Treatments for neck pain, like many medical conditions, can be conservative (non-operative) or surgical. Most conditions affecting the spine are self-limited, and improve or completely resolve with conservative treatments. Patients are generally recommended for the most conservative, noninvasive treatments first. Spinal injections and surgical treatments are only considered if the diagnosis is amenable to surgery and non-operative treatments have failed. Rarely, some spinal conditions are more serious (fractures, cancer, etc.) and require immediate surgical management.


  • Rest or Activity Reduction
  • Oral Medications
  • Topical (Ice packs, heat, ointments, etc.)
  • Orthotics (Back brace, corset, etc.)
  • Yoga or Pilates exercises
  • Massage
  • Physical Therapy
  • Chiropractic Manipulation
  • Modalities (Ultrasound, Phonophoresis, Iontophoresis)
  • Sauna or Whirlpool
  • TENS
  • Interferential Unit
  • Traction
  • Acupuncture
  • Facet Joint Injections
  • Epidural Steroid Injections


  • Anterior Cervical Discectomy and Fusion
  • Anterior Cervical Corpectomy and Fusion
  • Microscopic Posterior Foraminotomy
  • Cervical Laminectomy
  • Cervical Laminaplsty
  • Posterior Cervcial Fusion
  • Anterior or Posterior Cervcial Osteotomy
  • Artificial Disc Replacement

Selected Bibliography

Bovim G, Shrader H, et al: Neck pain in the general population. Spine 1994;19:1307.

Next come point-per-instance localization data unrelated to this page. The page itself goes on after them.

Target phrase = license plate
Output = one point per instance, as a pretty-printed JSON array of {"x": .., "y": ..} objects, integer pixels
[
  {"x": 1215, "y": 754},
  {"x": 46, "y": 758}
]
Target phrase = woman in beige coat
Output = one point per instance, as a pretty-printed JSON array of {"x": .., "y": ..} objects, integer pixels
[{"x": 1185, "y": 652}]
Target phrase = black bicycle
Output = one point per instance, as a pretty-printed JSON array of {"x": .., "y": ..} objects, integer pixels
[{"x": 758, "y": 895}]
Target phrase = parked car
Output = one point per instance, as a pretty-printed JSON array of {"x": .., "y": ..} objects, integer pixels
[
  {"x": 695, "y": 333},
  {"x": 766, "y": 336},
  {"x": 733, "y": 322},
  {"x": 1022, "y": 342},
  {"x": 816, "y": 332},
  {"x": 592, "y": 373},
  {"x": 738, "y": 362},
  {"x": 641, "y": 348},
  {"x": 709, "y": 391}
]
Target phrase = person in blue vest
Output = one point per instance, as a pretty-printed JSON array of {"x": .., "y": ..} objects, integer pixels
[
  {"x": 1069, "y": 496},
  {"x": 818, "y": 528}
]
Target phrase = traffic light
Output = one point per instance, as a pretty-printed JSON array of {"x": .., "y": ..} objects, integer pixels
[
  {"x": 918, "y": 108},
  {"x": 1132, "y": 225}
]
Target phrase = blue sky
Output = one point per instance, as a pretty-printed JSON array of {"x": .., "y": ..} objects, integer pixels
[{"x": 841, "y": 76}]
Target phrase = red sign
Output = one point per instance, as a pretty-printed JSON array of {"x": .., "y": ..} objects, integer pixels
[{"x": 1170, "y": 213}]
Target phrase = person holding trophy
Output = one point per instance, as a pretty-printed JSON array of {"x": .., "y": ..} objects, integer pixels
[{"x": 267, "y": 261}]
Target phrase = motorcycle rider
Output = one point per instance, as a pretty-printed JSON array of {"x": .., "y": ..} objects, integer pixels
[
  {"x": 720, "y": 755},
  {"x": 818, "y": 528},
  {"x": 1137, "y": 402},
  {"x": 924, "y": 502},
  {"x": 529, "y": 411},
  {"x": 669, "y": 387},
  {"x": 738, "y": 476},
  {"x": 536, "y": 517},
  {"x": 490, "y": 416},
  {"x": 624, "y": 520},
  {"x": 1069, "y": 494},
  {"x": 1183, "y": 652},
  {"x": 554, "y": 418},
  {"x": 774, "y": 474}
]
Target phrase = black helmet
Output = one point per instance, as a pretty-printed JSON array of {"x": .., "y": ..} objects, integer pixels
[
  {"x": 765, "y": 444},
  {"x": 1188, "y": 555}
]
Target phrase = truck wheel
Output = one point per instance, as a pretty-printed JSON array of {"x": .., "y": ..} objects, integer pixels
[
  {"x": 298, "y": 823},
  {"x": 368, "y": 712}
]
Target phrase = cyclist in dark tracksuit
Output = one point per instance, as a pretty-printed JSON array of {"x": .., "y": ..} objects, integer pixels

Gore DR, Sepic SB: Neck pain: a long-term follow-up of 205 patients. Spine 1987;12:1.

Guez M, Hildingsson C, et al: The prevalence of neck pain: a population-based study from northern Sweden. Acta Orthop Scand 2002;73:455.

Lees F, Turner J: Natural history and prognosis of cervical spondylosis. BMJ 1963;2:1607.

Webb R, Brammah T, et al: Prevalence and predictors of intense, chronic, and disabling neck and back pain in the UK general population. Spine 2003;28:1195.

White A, Southwick W, et al: Relief of pain by anterior cervical spine fusion for spondylosis. J Bone Joint Surg Am 1973;55:525.

William J, Allen M, Harkess J: Late results of cervical discectomy and interbody fusion: some factors influencing the results. J Bone Joint Surg Am 1968;50:277.